Super Mario Galaxy U!!! That would be nice!!!


----------



## Joe88 (Nov 5, 2014)

why is everyone asking for ports?
some new games would be nice...


----------



## CathyRina (Nov 5, 2014)

Joe88 said:


> why is everyone asking for ports?
> some new games would be nice...


why not both?


----------



## Foxi4 (Nov 5, 2014)

Vanth88 said:


> I just wanna see them announce Majoras Mask. Every time they announce a new direct I tell myself this will be the one! it never is


I still don't understand why people are so excited for a game that's readily available as a Virtual Console title.


----------



## Deleted User (Nov 5, 2014)

I was hoping this would be almost ready to start by the time I got up. Then I had a nightmare and woke up early.


----------



## Chiejina (Nov 5, 2014)

I called Nintendo and they said they're releasing a new metroid tomorrow. All speculations can end now.


----------



## CathyRina (Nov 5, 2014)

Foxi4 said:


> I still don't understand why people are so excited for a game that's readily available as a Virtual Console title.


yeah, with those fancy shnancy N64 Grafics and not on a portable console.


----------



## Foxi4 (Nov 5, 2014)

XrosBlader821 said:


> yeah, with those fancy shnancy N64 Grafics and not on a portable console.
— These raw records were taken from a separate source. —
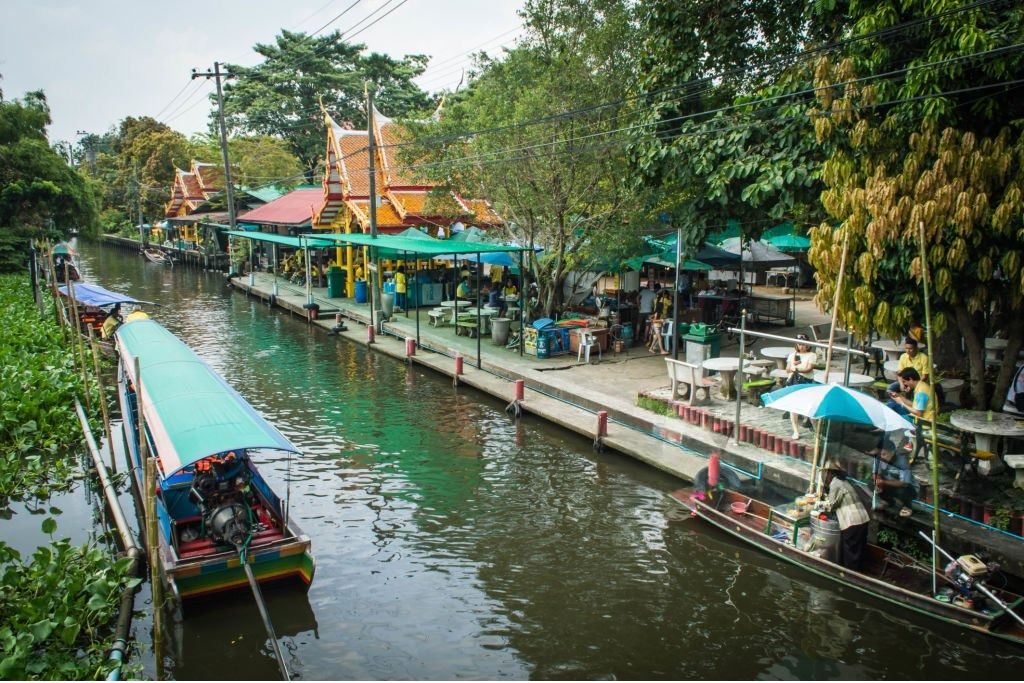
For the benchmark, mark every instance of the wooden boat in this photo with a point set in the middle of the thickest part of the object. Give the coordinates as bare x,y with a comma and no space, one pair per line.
888,574
213,506
64,262
157,256
94,304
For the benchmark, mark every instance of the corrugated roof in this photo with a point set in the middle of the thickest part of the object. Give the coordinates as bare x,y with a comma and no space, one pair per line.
295,208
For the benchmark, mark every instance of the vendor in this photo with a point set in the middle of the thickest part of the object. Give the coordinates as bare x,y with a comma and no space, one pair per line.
850,512
893,481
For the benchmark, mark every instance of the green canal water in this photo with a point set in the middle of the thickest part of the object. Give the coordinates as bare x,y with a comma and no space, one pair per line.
454,543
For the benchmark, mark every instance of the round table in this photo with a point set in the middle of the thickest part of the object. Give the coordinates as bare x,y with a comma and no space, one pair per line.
778,354
857,381
889,347
987,426
727,368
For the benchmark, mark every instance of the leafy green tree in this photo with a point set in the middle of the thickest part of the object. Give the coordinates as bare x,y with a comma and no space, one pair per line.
938,150
40,195
282,95
725,132
560,183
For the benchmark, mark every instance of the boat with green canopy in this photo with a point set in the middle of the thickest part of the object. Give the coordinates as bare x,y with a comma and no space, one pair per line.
216,513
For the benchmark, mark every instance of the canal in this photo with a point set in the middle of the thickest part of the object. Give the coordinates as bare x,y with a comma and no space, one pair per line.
454,543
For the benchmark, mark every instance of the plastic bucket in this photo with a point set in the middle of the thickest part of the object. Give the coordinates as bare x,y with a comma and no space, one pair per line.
500,331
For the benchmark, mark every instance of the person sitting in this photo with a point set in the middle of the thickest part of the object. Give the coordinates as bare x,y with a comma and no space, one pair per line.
911,357
112,322
893,480
923,404
800,365
463,291
850,512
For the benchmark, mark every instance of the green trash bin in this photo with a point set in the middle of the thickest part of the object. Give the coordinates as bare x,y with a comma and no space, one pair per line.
335,283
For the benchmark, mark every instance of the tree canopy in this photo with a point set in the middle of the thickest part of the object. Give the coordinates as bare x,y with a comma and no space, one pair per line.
40,195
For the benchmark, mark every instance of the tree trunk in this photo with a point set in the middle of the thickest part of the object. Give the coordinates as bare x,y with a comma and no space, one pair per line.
975,344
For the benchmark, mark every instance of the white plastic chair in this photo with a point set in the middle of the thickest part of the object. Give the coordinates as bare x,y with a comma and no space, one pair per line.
588,341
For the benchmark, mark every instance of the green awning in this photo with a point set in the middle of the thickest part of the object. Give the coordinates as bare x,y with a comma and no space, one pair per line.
190,412
298,243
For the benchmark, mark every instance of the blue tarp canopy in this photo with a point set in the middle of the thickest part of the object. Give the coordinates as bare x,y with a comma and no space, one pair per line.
94,295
Perhaps Nintendo should just release N64 Virtual Console on the N3DS _(perhaps not the 3DS, it's not exactly capable, but who knows? Maybe it'd work)_ instead of trying to charge people four times for the same game across multiple platforms.

_(Not even using a hyperbole here, you can play Majora's Mask on the N64, the Gamecube, the Wii and the Wii U)_


----------



## CathyRina (Nov 5, 2014)

Foxi4 said:


> Perhaps Nintendo should just release N64 Virtual Console on the N3DS _(perhaps not the 3DS, it's not exactly capable, but who knows? Maybe it'd work)_ instead of trying to charge people five times for the same game across multiple platforms.
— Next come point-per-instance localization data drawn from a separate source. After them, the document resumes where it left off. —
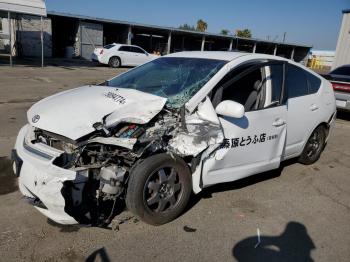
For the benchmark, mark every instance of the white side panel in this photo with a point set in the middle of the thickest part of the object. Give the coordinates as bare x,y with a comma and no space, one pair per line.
32,7
252,144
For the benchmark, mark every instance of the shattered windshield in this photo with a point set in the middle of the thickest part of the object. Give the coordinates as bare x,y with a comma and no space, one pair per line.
175,78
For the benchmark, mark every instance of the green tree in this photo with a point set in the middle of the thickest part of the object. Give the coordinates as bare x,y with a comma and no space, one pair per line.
244,33
224,32
201,25
187,27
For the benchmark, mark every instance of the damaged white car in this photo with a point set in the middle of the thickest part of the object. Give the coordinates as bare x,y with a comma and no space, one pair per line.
156,133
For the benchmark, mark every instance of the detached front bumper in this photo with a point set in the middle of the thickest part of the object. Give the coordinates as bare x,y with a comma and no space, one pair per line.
41,180
342,100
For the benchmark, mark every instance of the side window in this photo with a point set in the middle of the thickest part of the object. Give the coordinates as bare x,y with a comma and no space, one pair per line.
246,90
276,77
314,82
296,82
343,70
137,50
124,48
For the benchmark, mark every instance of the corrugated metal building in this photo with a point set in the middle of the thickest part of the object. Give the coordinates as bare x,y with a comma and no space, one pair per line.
70,35
342,54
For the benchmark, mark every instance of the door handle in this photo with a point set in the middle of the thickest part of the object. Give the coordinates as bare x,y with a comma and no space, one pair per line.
278,122
313,107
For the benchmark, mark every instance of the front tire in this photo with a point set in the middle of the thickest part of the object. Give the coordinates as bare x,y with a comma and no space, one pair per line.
314,146
114,62
159,189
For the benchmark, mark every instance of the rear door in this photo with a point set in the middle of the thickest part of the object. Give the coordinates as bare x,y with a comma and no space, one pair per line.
255,142
303,109
140,55
126,55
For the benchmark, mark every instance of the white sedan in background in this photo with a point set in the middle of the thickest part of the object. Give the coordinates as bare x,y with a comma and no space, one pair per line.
177,124
116,55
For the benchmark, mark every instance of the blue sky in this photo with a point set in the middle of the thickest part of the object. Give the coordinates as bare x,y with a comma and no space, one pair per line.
314,22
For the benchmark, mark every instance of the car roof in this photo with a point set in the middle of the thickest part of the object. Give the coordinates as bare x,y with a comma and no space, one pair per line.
219,55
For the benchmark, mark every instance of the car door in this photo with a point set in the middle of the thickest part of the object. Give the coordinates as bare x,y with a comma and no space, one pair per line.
126,55
253,143
140,56
303,110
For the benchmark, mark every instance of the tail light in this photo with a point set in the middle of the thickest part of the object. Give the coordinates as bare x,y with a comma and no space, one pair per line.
341,87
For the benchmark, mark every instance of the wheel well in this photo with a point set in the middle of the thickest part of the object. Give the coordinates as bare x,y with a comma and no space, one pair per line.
326,127
120,61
I dunno, was the N64 running at 240p or 480p? because if 240p then it would be perfect for N3DS.


----------



## Foxi4 (Nov 5, 2014)

XrosBlader821 said:


> I dunno, was the N64 running at 240p or 480p? because if 240p then it would be perfect for N3DS.
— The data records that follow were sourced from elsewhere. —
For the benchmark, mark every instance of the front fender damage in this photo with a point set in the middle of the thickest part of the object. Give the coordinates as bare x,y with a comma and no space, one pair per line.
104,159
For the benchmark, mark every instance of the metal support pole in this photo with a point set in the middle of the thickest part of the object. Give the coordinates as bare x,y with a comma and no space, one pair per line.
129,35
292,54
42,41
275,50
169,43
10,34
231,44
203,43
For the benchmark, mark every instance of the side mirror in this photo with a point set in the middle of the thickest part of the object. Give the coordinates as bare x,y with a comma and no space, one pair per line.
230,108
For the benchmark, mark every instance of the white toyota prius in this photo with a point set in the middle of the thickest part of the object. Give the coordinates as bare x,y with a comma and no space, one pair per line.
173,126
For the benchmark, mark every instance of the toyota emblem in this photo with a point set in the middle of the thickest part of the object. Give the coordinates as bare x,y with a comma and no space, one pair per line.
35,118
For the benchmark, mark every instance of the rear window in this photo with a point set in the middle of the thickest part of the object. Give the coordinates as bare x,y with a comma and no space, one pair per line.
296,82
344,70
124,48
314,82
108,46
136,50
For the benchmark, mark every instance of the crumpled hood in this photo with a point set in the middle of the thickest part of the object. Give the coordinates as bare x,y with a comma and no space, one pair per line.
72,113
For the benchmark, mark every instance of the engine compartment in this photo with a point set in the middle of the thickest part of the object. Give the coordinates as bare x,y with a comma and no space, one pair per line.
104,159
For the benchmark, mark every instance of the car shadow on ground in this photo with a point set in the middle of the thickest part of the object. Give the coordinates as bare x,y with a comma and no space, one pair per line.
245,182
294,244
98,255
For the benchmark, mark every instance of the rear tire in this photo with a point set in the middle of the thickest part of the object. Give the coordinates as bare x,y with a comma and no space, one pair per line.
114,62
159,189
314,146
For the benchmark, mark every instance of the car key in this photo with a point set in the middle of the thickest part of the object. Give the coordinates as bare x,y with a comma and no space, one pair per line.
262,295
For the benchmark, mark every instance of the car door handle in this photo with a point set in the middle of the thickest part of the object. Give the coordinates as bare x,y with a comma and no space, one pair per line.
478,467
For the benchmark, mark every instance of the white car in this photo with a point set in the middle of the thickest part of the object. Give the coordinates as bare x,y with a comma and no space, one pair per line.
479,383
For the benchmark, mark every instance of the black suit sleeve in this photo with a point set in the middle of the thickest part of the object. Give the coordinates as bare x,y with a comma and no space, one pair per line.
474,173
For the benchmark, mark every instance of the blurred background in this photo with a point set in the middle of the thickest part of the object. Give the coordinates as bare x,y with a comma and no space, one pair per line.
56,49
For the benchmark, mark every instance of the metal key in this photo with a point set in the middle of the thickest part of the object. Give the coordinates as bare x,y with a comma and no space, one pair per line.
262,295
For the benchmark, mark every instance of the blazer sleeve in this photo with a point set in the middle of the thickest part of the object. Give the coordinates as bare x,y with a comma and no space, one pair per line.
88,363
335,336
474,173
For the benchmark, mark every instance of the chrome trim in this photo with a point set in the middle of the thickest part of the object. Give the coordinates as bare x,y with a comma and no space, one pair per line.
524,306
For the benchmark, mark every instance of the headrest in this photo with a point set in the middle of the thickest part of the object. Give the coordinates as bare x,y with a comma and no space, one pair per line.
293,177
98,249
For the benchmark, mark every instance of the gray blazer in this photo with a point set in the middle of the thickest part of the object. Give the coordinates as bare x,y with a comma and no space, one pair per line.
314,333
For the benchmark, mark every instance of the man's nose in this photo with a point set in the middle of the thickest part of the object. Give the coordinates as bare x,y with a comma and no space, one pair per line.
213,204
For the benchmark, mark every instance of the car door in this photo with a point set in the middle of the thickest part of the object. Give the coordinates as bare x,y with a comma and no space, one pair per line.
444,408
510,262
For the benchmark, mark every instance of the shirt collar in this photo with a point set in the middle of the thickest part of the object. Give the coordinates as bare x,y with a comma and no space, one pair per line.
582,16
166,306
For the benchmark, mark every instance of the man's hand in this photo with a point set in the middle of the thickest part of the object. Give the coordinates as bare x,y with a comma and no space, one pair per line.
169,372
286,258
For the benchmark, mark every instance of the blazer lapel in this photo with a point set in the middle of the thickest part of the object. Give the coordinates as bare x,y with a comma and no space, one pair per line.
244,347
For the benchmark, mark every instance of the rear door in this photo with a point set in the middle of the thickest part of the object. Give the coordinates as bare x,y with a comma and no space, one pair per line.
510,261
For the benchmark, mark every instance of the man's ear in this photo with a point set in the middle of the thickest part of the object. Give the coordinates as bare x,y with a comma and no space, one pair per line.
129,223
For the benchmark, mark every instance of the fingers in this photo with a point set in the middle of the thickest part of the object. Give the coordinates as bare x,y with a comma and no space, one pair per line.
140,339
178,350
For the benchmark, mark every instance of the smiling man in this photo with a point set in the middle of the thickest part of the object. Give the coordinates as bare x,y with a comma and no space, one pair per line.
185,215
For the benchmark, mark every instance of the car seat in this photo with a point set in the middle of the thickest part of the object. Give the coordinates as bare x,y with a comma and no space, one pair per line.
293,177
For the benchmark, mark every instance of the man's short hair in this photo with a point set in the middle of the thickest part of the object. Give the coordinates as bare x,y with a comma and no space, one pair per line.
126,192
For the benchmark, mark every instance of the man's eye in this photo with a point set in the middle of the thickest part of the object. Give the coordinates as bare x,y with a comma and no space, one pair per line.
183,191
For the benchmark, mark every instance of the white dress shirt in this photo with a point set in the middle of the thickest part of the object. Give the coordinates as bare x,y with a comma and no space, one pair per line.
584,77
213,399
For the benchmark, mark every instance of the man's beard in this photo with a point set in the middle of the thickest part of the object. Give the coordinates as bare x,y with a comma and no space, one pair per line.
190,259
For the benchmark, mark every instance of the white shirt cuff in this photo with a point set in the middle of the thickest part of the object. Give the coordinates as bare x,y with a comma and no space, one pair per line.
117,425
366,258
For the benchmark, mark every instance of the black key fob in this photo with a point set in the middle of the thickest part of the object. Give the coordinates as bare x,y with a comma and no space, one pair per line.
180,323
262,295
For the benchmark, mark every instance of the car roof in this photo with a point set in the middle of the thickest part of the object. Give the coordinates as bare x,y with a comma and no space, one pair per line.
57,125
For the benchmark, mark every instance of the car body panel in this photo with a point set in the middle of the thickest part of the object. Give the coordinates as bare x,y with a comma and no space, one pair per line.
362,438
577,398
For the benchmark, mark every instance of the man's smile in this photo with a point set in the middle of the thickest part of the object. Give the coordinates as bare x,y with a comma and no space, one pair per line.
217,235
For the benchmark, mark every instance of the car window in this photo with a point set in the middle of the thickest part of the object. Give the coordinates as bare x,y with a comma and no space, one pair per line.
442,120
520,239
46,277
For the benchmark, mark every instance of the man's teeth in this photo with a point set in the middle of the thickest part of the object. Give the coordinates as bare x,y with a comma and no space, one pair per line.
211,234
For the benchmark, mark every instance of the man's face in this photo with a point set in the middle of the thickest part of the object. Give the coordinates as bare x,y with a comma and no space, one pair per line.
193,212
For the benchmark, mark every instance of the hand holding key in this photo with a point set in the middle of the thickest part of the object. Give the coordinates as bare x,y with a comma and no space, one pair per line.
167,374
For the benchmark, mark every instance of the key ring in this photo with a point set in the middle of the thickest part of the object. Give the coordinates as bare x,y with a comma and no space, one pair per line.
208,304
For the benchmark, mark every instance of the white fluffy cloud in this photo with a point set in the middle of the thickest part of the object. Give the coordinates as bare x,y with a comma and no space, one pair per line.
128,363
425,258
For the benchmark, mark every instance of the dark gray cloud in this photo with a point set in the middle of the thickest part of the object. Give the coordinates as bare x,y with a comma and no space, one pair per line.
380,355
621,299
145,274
The N64 used a variety of resolutions between 256x224 and 640x480, it also depended on whether or not you had an Expansion Pak, so yeah. That being said, it's really no biggy to scale down to the screen, whatever the native resolution might be.


----------



## Sakitoshi (Nov 5, 2014)

ShadowOne333 said:


> I could care less about Splatoon.


 
your soul will burn in hell .(not really)



Foxi4 said:


> I still don't understand why people are so excited for a game that's readily available as a Virtual Console title.


and you can play it with proper controls on the go??.



XrosBlader821 said:


> I dunno, was the N64 running at 240p or 480p? because if 240p then it would be perfect for N3DS.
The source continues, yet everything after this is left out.